Двадцать седьмого числа в ночном письме он сообщил, что несколько минут назад предложил Ассирийцу младшую должность в кабинете министров.
Уверен, что он впервые в жизни вернулся в свой Шелковый шатер по-настоящему счастливым. Знаю, что и ты тоже обрадуешься. Временами, в особенно дурном настроении, я завидую всем, кто нравится тебе и кому нравишься ты.
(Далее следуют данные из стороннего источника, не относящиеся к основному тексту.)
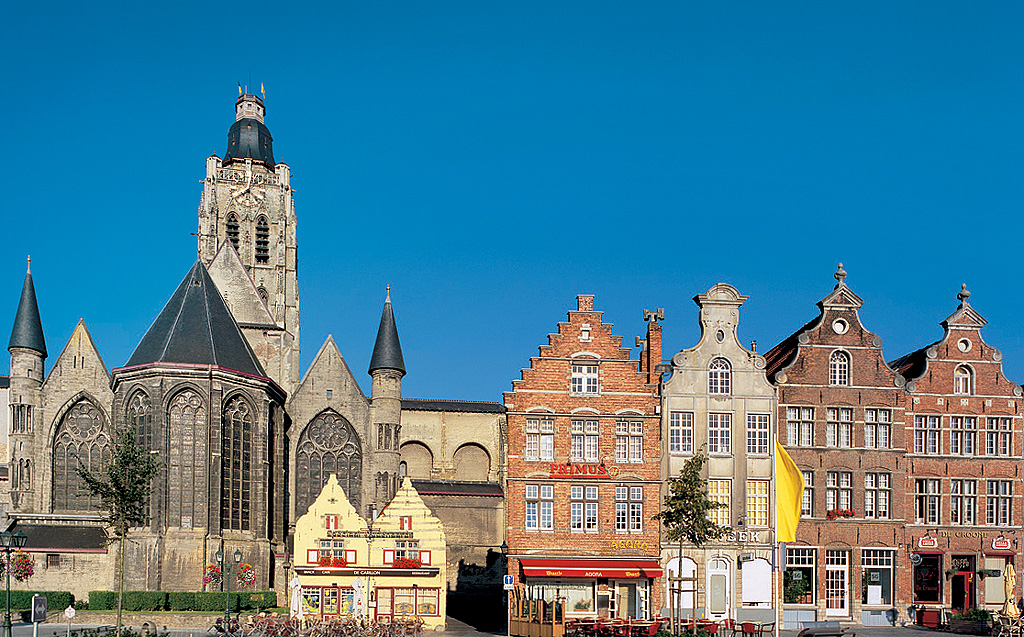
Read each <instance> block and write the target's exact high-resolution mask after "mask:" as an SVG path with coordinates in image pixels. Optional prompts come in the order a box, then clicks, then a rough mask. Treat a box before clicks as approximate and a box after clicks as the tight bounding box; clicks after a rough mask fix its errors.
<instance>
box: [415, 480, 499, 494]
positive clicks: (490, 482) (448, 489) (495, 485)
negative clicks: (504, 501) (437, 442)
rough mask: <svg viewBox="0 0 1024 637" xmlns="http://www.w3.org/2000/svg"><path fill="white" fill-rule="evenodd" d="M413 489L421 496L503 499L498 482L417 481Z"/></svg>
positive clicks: (498, 483)
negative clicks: (495, 498)
mask: <svg viewBox="0 0 1024 637" xmlns="http://www.w3.org/2000/svg"><path fill="white" fill-rule="evenodd" d="M413 489H415V490H416V493H418V494H420V495H421V496H483V497H489V498H501V497H502V496H503V495H504V494H503V493H502V485H501V484H499V483H497V482H463V481H459V480H417V479H416V478H413Z"/></svg>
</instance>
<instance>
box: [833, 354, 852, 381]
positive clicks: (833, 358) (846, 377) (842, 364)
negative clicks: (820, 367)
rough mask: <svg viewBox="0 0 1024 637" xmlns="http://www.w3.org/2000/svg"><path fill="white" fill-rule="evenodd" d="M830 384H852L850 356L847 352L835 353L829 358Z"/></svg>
mask: <svg viewBox="0 0 1024 637" xmlns="http://www.w3.org/2000/svg"><path fill="white" fill-rule="evenodd" d="M828 384H829V385H849V384H850V354H848V353H846V352H845V351H834V352H833V353H831V355H830V356H828Z"/></svg>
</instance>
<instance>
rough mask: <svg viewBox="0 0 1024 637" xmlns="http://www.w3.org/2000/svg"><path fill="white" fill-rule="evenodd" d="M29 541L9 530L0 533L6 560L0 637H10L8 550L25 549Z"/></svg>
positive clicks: (9, 555)
mask: <svg viewBox="0 0 1024 637" xmlns="http://www.w3.org/2000/svg"><path fill="white" fill-rule="evenodd" d="M28 539H29V537H28V536H26V535H25V534H24V533H22V532H17V533H16V534H13V535H11V533H10V532H9V530H5V532H3V533H0V548H3V552H4V557H5V558H6V560H7V563H6V565H7V567H6V570H7V612H6V613H5V614H4V617H3V630H2V635H0V637H11V624H10V550H11V549H20V548H24V547H25V543H26V541H27V540H28Z"/></svg>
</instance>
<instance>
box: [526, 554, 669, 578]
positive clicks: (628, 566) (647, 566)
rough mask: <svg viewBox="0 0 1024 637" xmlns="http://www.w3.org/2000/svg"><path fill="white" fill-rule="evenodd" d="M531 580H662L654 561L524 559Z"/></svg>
mask: <svg viewBox="0 0 1024 637" xmlns="http://www.w3.org/2000/svg"><path fill="white" fill-rule="evenodd" d="M519 561H520V562H521V563H522V572H523V575H524V576H525V577H527V578H660V577H662V572H663V571H662V566H660V565H659V564H658V563H657V560H654V559H528V558H524V559H520V560H519Z"/></svg>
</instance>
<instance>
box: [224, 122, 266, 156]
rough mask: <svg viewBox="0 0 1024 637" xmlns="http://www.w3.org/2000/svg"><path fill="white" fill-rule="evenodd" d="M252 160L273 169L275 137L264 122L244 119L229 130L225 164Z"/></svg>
mask: <svg viewBox="0 0 1024 637" xmlns="http://www.w3.org/2000/svg"><path fill="white" fill-rule="evenodd" d="M246 158H249V159H252V160H253V161H256V162H261V163H262V164H264V165H265V166H266V167H267V168H273V166H274V164H273V136H272V135H270V129H269V128H267V127H266V125H265V124H263V122H260V121H259V120H256V119H253V118H248V117H247V118H242V119H241V120H238V121H237V122H234V123H233V124H231V127H230V128H229V129H228V130H227V152H226V153H224V163H225V164H227V163H229V162H230V161H231V160H240V159H242V160H244V159H246Z"/></svg>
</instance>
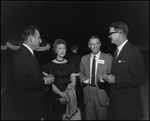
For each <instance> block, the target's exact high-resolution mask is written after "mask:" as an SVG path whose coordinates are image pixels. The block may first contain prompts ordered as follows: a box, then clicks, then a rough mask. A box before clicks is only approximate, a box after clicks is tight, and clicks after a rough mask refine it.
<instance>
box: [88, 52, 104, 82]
mask: <svg viewBox="0 0 150 121" xmlns="http://www.w3.org/2000/svg"><path fill="white" fill-rule="evenodd" d="M100 54H101V52H100V51H99V52H98V53H97V54H96V55H94V54H92V53H91V56H90V84H91V76H92V62H93V58H94V56H95V61H96V62H95V79H96V74H97V66H98V60H99V58H100ZM95 84H96V83H95Z"/></svg>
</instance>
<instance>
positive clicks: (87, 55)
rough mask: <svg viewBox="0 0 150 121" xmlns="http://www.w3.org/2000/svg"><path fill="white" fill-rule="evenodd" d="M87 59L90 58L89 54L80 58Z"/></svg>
mask: <svg viewBox="0 0 150 121" xmlns="http://www.w3.org/2000/svg"><path fill="white" fill-rule="evenodd" d="M88 57H90V54H86V55H83V56H82V58H88Z"/></svg>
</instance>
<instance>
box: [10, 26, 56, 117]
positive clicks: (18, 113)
mask: <svg viewBox="0 0 150 121" xmlns="http://www.w3.org/2000/svg"><path fill="white" fill-rule="evenodd" d="M22 38H23V44H22V45H21V47H20V48H19V49H18V50H17V51H16V52H15V54H14V58H13V63H14V79H15V84H16V98H17V99H16V100H17V102H16V104H17V106H16V109H17V110H18V112H17V113H18V115H17V117H16V119H18V120H28V119H29V120H35V119H37V120H40V119H41V118H43V116H44V106H45V104H44V102H45V101H44V89H45V85H51V84H52V83H53V81H54V77H52V76H50V75H47V76H44V75H43V72H42V70H41V68H40V66H39V64H38V63H37V61H36V59H35V58H34V53H33V51H34V50H35V49H37V48H38V47H39V44H40V43H41V42H42V40H41V38H40V33H39V29H38V28H37V27H35V26H28V27H26V28H25V30H24V31H23V33H22Z"/></svg>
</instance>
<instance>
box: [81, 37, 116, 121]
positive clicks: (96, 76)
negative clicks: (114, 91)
mask: <svg viewBox="0 0 150 121" xmlns="http://www.w3.org/2000/svg"><path fill="white" fill-rule="evenodd" d="M88 46H89V48H90V49H91V53H90V54H87V55H85V56H83V57H82V58H81V63H80V80H81V82H83V83H87V84H86V85H85V86H84V87H83V95H84V104H85V118H86V120H106V119H107V109H108V100H109V98H108V95H107V92H106V90H105V88H101V85H102V84H103V83H104V82H102V80H100V78H99V77H100V76H101V75H102V74H108V73H110V70H111V63H112V59H113V57H112V56H111V55H110V54H105V53H103V52H101V51H100V47H101V41H100V38H99V37H98V36H96V35H94V36H91V37H90V38H89V42H88ZM93 60H95V61H93ZM99 82H101V83H100V84H99ZM103 85H104V84H103Z"/></svg>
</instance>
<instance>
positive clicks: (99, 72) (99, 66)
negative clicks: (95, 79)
mask: <svg viewBox="0 0 150 121" xmlns="http://www.w3.org/2000/svg"><path fill="white" fill-rule="evenodd" d="M99 60H104V54H103V53H102V52H101V54H100V57H99ZM97 65H98V66H97V73H96V77H97V75H98V74H99V73H100V72H99V71H101V70H100V69H101V66H102V64H97ZM99 68H100V69H99Z"/></svg>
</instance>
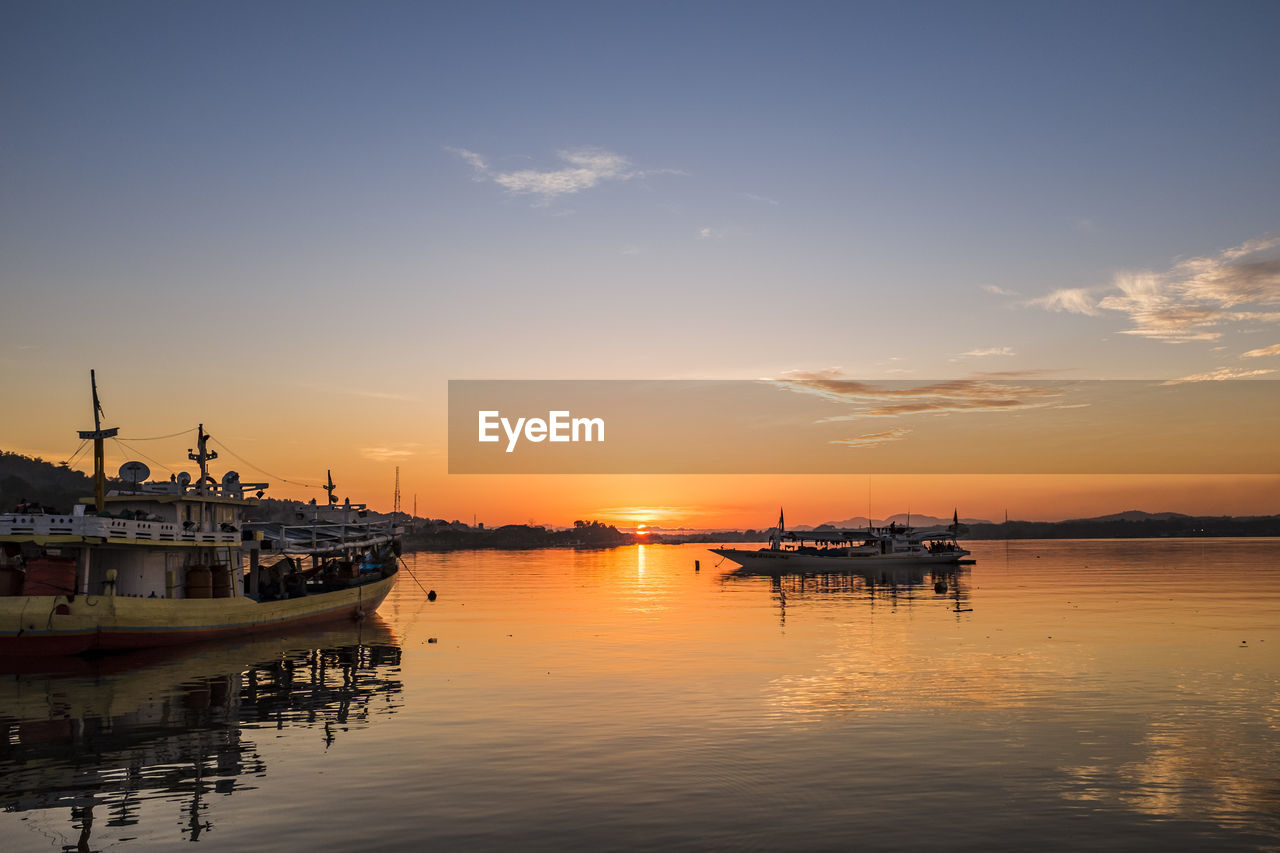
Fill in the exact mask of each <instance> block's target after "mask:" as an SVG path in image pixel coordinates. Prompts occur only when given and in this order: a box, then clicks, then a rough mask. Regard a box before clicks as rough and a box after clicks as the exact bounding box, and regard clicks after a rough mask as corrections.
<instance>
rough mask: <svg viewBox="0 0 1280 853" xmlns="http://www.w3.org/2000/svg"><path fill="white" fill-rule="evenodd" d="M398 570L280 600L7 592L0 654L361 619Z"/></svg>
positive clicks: (65, 652) (3, 607) (113, 650)
mask: <svg viewBox="0 0 1280 853" xmlns="http://www.w3.org/2000/svg"><path fill="white" fill-rule="evenodd" d="M394 583H396V575H394V574H393V575H390V576H388V578H380V579H378V580H371V581H367V583H364V584H358V585H355V587H351V588H348V589H338V590H333V592H324V593H312V594H308V596H302V597H300V598H288V599H284V601H271V602H256V601H253V599H252V598H212V599H207V598H201V599H189V598H179V599H170V598H129V597H119V596H12V597H3V598H0V656H14V654H24V656H36V654H38V656H50V654H54V656H56V654H83V653H86V652H111V651H123V649H134V648H150V647H157V646H175V644H180V643H182V644H184V643H198V642H205V640H214V639H220V638H225V637H239V635H251V634H265V633H274V631H287V630H294V629H298V628H308V626H315V625H324V624H329V622H338V621H342V620H361V619H364V617H365V616H367V615H370V613H372V612H374V611H375V610H378V606H379V605H381V603H383V599H384V598H385V597H387V594H388V593H389V592H390V589H392V585H393V584H394Z"/></svg>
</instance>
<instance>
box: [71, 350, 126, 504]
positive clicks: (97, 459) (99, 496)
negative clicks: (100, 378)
mask: <svg viewBox="0 0 1280 853" xmlns="http://www.w3.org/2000/svg"><path fill="white" fill-rule="evenodd" d="M88 383H90V386H91V387H92V388H93V429H92V430H88V429H81V430H78V432H79V437H81V438H82V439H84V441H88V439H90V438H92V439H93V506H96V507H97V511H99V512H101V511H102V510H105V508H106V464H105V461H104V456H102V439H104V438H115V435H116V433H119V432H120V430H119V429H118V428H115V427H111V428H108V429H102V419H101V416H102V403H101V402H99V400H97V375H96V374H95V371H93V370H90V371H88Z"/></svg>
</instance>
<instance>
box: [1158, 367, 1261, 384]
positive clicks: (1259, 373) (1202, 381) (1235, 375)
mask: <svg viewBox="0 0 1280 853" xmlns="http://www.w3.org/2000/svg"><path fill="white" fill-rule="evenodd" d="M1268 373H1275V369H1272V368H1262V369H1258V370H1248V369H1244V368H1219V369H1217V370H1210V371H1207V373H1193V374H1192V375H1189V377H1183V378H1181V379H1170V380H1167V382H1164V383H1161V384H1165V386H1176V384H1179V383H1183V382H1224V380H1226V379H1248V378H1251V377H1265V375H1266V374H1268Z"/></svg>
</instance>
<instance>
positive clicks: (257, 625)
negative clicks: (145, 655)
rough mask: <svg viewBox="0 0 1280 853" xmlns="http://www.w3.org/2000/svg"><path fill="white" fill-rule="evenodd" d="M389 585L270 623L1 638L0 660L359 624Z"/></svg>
mask: <svg viewBox="0 0 1280 853" xmlns="http://www.w3.org/2000/svg"><path fill="white" fill-rule="evenodd" d="M390 587H392V584H389V583H388V584H387V585H385V587H384V588H383V589H381V592H379V593H378V594H375V596H371V597H367V598H361V599H360V601H356V602H351V601H347V602H343V603H342V605H338V606H335V607H333V608H329V610H324V611H320V612H312V613H306V615H301V616H292V617H285V619H276V620H270V621H261V622H251V624H236V625H223V626H205V628H189V629H178V628H174V629H148V630H129V629H127V628H124V629H113V628H100V629H99V630H91V631H77V633H67V634H58V633H33V634H24V635H23V634H18V635H9V637H0V656H69V654H83V653H86V652H115V651H127V649H137V648H154V647H159V646H177V644H184V643H200V642H205V640H216V639H224V638H228V637H243V635H250V634H270V633H278V631H292V630H296V629H301V628H312V626H317V625H326V624H333V622H338V621H343V620H352V621H356V620H360V619H362V617H365V616H369V615H370V613H372V612H374V611H375V610H378V607H379V606H380V605H381V603H383V599H384V598H387V594H388V593H389V592H390Z"/></svg>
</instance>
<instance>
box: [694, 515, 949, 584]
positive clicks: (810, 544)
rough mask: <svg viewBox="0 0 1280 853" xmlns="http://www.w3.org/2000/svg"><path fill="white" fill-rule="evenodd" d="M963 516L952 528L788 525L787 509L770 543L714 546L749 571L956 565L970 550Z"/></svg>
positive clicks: (738, 564) (891, 525) (830, 570)
mask: <svg viewBox="0 0 1280 853" xmlns="http://www.w3.org/2000/svg"><path fill="white" fill-rule="evenodd" d="M959 530H960V524H959V519H955V520H954V521H952V524H951V526H950V528H928V529H923V530H916V529H915V528H911V526H900V525H897V524H896V523H895V524H890V525H888V526H881V528H877V526H867V528H861V529H837V528H823V529H819V530H787V529H786V525H785V521H783V516H782V512H781V511H780V512H778V526H777V528H773V529H772V530H771V532H769V544H768V547H767V548H759V549H755V551H748V549H744V548H712V549H710V551H712V553H717V555H719V556H722V557H724V558H727V560H731V561H733V562H736V564H737V565H740V566H741V567H742V569H745V570H748V571H764V573H787V571H794V570H797V569H808V570H815V569H818V570H827V571H858V570H861V569H884V567H897V566H902V567H905V566H933V565H948V564H950V565H956V564H959V562H960V561H961V560H964V558H965V557H968V556H969V552H968V551H965V549H964V548H961V547H960V544H959V542H957V540H956V535H957V533H959Z"/></svg>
Но это быстро проходит.
Она обрадовалась и внезапно решила немедленно написать Монтегю, и он сразу же прислал в ответ телеграмму, в которой спрашивал, не сможет ли она прийти к нему в субботу на ланч, чтобы отпраздновать это событие вдвоем. Он мог бы прислать за ней машину. После недолгих колебаний она телеграфировала ему:
С УДОВОЛЬСТВИЕМ. СВОБОДНА С ЧАСУ ДО ЧЕТЫРЕХ.
Она была тронута его заботой: присланным «роллс-ройсом», который отвез ее в Шелковый шатер, изысканными блюдами, лучшим винтажным шампанским, цветами на маленьком столе в библиотеке у эркерного окна с видом на Сент-Джеймсский парк, искрящийся инеем под хрустальным голубым небом самого холодного дня в году. Правда, Монтегю был, как обычно, мрачен, убедив себя в том, что получил новое назначение только потому, что Ллойд Джордж решил выгнать его из Казначейства. И это всего лишь младшая должность в кабинете министров, по существу, самая младшая – канцлер герцогства Ланкастерского[38].
– Только ты один можешь найти причину не радоваться такой хорошей новости! – рассмеялась Венеция. – К тому же мне случайно стало известно, что Ллойд Джордж тебе симпатизирует.
– Откуда ты знаешь?
– Мне рассказал премьер-министр.
– Есть ли хоть что-нибудь, о чем он тебе не рассказывает?
– Вряд ли. Честно говоря, он рассказывает куда больше, чем мне хотелось бы знать.
– Что ты хочешь этим сказать?
Возможно, так подействовало на нее шампанское или необходимость с кем-нибудь поделиться своими трудностями, но она наклонилась к нему и призналась:
– Эдвин, он пишет мне три раза в день. Даже присылает секретные документы. Ты не поверишь. Я опасаюсь хранить у себя такие вещи, но не знаю, как остановить его.
– А сказать ему прямо ты не пробовала?
– Пыталась. Дело в том, что он огорчается при любом намеке на то, что я от него отстраняюсь. Я понимаю, что это нелепо, но чувствую, что это чуть ли не мой патриотический долг – сделать все, чтобы он оставался счастливым.
– Хочешь, я поговорю с ним?
– Господи, нет, ни в коем случае! Он придет в ужас, если узнает, что я рассказала кому-то об этом, особенно тебе. Я даже не осмелилась сказать ему, что встречаюсь с тобой. Он будет так ревновать!
– Ох, дорогая моя Венеция! – с потрясенным видом произнес Монтегю. – Я знал, как он тебе дорог, все это знают, но даже не представлял, как далеко все зашло. Из-за него ты оказалась в весьма компрометирующем положении. Должен же быть какой-то способ помочь тебе.